On 8/21/25 21:02, Robert wrote:
> On 8/21/2025 3:03 PM, Dag-Erling Smørgrav wrote:
>> You should take a look in /var/backups, you may find a backup of
>> the partition table from the failed drive. Assuming you remove the
>> failed drive first, you can safely `gpart restore -l` this backup onto
>> the replacement drive, which will recreate the labels (but not UUIDs).
>
> Great, had no idea, yes, I see the gpartada0.backup in /var/backups...
>
> root@db1:~ # cat /var/backups/gpart.ada0.bak <<-- REMOVED disk
> GPT 128
> 1 freebsd-boot 40 1024 gptboot0
> 2 freebsd-swap 2048 16777216 swap0
> 3 freebsd-zfs 16779264 276267008 zfs0
> root@db1:~ # cat /var/backups/gpart.ada1.bak
> GPT 128
> 1 freebsd-boot 40 1024 gptboot1
> 2 freebsd-swap 2048 16777216 swap1
> 3 freebsd-zfs 16779264 276267008 zfs1
> root@db1:~ # cat /var/backups/gpart.ada2.bak
> GPT 128
> 1 freebsd-boot 40 1024 gptboot2
> 2 freebsd-swap 2048 16777216 swap2
> 3 freebsd-zfs 1677926l /v4 276267008 zfs2
> root@db1:~ # cat /var/backups/gpart.ada3.bak
> GPT 128
> 1 freebsd-boot 40 1024 gptboot3
> 2 freebsd-swap 2048 16777216 swap3
> 3 freebsd-zfs 16779264 276267008 zfs3
> root@db1:~ # cat /var/backups/gpart.ada4.bak
>
Good.

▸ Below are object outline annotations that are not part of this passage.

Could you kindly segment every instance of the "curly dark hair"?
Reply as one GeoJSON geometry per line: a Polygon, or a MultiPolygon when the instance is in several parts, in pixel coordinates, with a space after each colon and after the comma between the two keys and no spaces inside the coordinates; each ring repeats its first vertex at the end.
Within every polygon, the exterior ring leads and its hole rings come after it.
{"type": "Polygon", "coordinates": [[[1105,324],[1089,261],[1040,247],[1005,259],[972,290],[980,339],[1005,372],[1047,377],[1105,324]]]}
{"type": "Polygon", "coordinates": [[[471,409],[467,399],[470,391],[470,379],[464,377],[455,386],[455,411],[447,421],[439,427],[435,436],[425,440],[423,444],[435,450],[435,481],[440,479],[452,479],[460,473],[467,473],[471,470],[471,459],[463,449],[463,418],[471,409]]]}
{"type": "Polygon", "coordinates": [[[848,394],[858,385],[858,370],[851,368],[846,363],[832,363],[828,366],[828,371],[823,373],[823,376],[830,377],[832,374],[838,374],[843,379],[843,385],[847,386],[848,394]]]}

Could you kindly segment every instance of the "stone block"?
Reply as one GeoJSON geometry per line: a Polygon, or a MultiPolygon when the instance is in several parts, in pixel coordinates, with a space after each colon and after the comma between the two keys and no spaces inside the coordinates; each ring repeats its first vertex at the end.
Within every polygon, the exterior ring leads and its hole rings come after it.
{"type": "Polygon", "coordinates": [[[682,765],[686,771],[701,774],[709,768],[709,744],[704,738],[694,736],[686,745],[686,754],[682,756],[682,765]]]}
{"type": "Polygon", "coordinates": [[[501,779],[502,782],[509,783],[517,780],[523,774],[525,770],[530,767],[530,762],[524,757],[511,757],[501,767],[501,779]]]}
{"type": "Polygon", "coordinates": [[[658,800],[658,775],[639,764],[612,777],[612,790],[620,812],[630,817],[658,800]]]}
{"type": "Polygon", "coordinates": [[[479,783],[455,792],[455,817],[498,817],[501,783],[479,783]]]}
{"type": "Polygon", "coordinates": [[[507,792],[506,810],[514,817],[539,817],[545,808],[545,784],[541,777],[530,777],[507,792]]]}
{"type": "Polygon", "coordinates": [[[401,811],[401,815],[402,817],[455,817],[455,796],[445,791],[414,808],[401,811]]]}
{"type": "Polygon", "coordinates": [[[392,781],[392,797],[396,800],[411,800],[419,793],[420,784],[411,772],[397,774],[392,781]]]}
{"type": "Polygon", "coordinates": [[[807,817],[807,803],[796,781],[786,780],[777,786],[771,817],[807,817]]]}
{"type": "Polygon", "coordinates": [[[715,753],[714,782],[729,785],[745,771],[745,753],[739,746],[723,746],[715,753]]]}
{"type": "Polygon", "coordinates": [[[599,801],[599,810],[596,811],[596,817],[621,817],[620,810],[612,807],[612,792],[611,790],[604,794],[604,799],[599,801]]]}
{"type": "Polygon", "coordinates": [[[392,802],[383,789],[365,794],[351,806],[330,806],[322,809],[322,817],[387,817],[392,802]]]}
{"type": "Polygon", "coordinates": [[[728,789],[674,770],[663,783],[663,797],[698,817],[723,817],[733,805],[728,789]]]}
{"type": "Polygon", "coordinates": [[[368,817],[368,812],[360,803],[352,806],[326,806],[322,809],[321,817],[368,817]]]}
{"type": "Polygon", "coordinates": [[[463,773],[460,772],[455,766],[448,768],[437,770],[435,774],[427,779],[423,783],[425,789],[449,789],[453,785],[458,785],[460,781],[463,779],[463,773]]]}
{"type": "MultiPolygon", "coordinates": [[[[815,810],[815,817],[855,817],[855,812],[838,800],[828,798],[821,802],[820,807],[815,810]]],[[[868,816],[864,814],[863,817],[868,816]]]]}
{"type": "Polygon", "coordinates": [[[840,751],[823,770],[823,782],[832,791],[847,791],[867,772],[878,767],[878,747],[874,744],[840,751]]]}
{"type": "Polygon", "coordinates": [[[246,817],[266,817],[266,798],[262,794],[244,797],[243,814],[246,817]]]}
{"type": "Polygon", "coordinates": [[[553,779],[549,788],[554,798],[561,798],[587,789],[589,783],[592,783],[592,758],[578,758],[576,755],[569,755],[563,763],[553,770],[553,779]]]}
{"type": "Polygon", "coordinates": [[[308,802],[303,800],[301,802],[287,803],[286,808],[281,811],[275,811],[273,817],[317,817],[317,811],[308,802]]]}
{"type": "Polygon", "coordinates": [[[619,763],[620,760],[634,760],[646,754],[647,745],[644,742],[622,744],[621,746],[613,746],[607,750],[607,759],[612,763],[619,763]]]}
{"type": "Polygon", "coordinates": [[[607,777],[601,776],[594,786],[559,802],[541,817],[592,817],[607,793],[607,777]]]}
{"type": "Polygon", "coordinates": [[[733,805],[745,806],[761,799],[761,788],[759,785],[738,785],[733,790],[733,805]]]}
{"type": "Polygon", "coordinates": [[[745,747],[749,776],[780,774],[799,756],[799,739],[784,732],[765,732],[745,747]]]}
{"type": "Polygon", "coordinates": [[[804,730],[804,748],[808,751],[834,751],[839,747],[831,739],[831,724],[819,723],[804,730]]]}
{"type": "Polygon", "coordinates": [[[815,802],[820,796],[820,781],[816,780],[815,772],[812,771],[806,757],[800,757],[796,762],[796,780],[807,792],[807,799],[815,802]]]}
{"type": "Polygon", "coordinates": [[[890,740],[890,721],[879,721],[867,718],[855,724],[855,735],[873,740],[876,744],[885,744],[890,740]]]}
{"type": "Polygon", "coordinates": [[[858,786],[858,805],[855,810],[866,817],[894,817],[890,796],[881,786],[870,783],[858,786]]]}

So long as nothing uses GUID/UUID, gpart(8) restore with labels
should work.
This is my server system disk (BIOS, MBR):
2025-08-21 21:13:19 toor@f5 ~
# gpart show ada0
=> 40 117231328 ada0 GPT (56G)
40 1024 1 freebsd-boot (512K)
1064 29359104 2 freebsd-ufs (14G)
29360168 1564672 3 freebsd-swap (764M)
30924840 86306528 - free - (41G)
I have a backup of the freebsd boot partition:
2025-08-21 21:55:05 toor@f5 ~
# ll /var/backups/boot.ada0p1.bak
-rw-r--r-- 1 root wheel 524288 2024/03/04 03:01:00
/var/backups/boot.ada0p1.bak
And the backup still matches adap1:
2025-08-21 21:13:44 toor@f5 ~
# cmp /dev/ada0p1 /var/backups/boot.ada0p1.bak
2025-08-21 21:14:00 toor@f5 ~
# echo $?
0
The last piece of the puzzle is the MBR. I see some possibilities in /boot:
2025-08-21 21:20:36 toor@f5 ~
# ll -S /boot | grep ' 512 ' | grep -v drwx
-r--r--r-- 1 root wheel 512 2025/05/24 14:51:34 boot0
-r--r--r-- 1 root wheel 512 2025/05/24 14:51:34 boot0sio
-r--r--r-- 1 root wheel 512 2023/04/06 21:24:38 boot1
-r--r--r-- 1 root wheel 512 2023/04/06 21:24:38 mbr
-r--r--r-- 1 root wheel 512 2023/04/06 21:24:38 pmbr
Referring to WikiPedia "Master boot record" table "Structure of a
classical generic MBR":
https://en.wikipedia.org/wiki/Master_boot_record
The bootstrap code area is the first 446 bytes. Look for a match:
2025-08-21 21:24:08 toor@f5 ~
# cmp -n 446 /dev/ada0 /boot/boot0
/dev/ada0 /boot/boot0 differ: char 12, line 1
2025-08-21 21:25:00 toor@f5 ~
# cmp -n 446 /dev/ada0 /boot/boot0sio
/dev/ada0 /boot/boot0sio differ: char 12, line 1
2025-08-21 21:25:05 toor@f5 ~
# cmp -n 446 /dev/ada0 /boot/boot1
/dev/ada0 /boot/boot1 differ: char 1, line 1
2025-08-21 21:25:08 toor@f5 ~
# cmp -n 446 /dev/ada0 /boot/mbr
/dev/ada0 /boot/mbr differ: char 12, line 1
2025-08-21 21:25:12 toor@f5 ~
# cmp -n 446 /dev/ada0 /boot/pmbr
So, the FreeBSD installer put /boot/pmbr into the MBR of my system disk.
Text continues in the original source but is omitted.